M. Sobianine a aussi organisé la construction express d'un hôpital près de Moscou, qui en avril doit déjà être en mesure de soigner les malades du coronavirus.

- 'Premier ministre' du coronavirus -

"La tâche de Sobianine aujourd'hui est d'être à la pointe pour régler le problème principal: le coronavirus. Cela montre que le président lui fait confiance", explique le politologue Konstantin Kalatchev.

Une confiance de longue date. Avant de diriger Moscou, Sergueï Sobianine a piloté pendant cinq ans l'administration présidentielle, un rôle clé.

En tant que maire, il a transformé profondément la capitale en modernisant les voies publiques et les transports, construisant des espaces verts et des tours d'habitations pour reloger les habitants d'immeubles soviétiques.

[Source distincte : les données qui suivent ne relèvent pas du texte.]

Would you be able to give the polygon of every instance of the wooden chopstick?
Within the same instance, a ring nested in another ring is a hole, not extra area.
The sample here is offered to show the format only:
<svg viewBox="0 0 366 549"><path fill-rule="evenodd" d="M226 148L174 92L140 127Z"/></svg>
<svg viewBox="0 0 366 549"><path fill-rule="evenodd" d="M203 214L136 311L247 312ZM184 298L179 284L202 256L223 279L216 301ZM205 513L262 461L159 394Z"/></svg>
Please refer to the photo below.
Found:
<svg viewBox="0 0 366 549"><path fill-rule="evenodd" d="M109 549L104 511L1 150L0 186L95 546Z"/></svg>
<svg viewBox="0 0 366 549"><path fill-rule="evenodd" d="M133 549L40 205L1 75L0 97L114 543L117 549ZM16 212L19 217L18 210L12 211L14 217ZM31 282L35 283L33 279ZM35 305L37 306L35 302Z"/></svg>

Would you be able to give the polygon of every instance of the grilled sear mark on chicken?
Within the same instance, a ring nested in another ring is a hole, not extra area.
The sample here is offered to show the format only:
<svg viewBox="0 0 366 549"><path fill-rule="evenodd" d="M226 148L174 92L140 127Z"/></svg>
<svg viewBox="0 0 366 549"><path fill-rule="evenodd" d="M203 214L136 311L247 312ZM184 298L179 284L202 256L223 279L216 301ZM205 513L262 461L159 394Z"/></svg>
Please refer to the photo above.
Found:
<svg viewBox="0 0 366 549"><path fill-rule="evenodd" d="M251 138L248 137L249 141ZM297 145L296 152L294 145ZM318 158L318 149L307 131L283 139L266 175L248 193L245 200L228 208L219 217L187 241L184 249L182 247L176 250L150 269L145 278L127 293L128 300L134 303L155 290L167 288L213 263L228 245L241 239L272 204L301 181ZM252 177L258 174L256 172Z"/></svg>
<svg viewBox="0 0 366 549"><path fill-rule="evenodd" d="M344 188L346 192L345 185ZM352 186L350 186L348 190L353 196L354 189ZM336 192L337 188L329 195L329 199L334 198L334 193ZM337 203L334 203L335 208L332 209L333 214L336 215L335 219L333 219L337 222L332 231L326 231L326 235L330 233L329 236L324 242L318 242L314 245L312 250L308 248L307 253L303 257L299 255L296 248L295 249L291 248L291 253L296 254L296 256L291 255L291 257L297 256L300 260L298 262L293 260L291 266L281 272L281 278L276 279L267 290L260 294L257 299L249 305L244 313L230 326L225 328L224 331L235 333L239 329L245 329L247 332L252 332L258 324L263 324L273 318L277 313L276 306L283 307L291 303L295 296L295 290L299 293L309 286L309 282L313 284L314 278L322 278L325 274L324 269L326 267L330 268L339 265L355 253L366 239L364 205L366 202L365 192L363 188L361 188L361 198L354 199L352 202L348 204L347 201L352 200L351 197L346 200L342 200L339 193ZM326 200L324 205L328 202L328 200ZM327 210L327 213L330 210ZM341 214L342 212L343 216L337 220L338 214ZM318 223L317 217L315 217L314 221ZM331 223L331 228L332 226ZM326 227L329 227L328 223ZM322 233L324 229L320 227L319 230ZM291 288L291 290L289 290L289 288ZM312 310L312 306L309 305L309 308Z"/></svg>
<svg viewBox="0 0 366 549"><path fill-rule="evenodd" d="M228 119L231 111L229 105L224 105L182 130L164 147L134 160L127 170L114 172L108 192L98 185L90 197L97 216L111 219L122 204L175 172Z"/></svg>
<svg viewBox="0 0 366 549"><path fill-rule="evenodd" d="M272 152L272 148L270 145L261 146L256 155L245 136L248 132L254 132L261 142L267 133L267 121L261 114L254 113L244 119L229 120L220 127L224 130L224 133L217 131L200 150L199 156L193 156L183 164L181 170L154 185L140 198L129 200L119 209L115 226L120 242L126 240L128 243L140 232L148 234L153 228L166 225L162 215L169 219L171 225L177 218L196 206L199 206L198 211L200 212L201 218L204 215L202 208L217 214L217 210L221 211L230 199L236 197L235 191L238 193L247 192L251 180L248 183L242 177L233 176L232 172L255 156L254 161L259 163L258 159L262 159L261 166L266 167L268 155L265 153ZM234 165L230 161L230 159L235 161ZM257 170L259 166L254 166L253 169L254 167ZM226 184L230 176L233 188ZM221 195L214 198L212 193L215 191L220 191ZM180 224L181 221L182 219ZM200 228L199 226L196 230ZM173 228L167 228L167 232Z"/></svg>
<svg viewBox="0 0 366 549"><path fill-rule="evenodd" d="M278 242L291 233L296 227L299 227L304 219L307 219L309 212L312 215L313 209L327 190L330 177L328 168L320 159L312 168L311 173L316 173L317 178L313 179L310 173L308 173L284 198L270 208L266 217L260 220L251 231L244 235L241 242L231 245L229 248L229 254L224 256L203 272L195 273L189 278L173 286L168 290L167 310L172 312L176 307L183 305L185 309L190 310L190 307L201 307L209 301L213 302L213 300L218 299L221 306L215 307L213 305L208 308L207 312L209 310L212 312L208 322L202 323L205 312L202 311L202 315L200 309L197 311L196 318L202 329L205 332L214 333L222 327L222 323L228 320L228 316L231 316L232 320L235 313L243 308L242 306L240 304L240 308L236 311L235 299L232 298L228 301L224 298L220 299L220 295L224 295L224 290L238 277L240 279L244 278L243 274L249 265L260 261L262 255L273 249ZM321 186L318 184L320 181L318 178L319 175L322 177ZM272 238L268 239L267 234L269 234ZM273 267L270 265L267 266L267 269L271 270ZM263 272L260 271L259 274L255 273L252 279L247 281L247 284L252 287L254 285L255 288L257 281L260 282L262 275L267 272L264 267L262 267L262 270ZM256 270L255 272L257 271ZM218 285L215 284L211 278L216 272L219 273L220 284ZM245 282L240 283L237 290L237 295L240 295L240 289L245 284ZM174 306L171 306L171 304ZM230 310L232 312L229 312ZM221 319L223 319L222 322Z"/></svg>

Il a aussi été une cheville ouvrière de la répression policière des manifestations de l'été dernier à Moscou, organisées par l'opposition pour exiger des élections locales libres.

"Le rôle de "Premier ministre" en charge du coronavirus convient parfaitement à Sobianine, maire de la ville la plus dangereuse en terme de contagion", relève Andreï Kolesnikov, du centre Carnegie.

Bien que les commentaires de M. Sobianine sur l'épidémie peuvent sembler parfois audacieux et prendre à contre-pied le discours rassurant du Kremlin, des analystes estiment qu'il s'agit en réalité du scénario voulu par la présidence qui laisse à d'autres le rôle d'annoncer les mauvaises nouvelles.

"Poutine et lui travaillent comme une équipe soudée et les mesures sont prises conjointement", affirme M. Kolesnikov, soulignant toutefois que, comme toujours, "c'est Poutine qui a le dernier mot".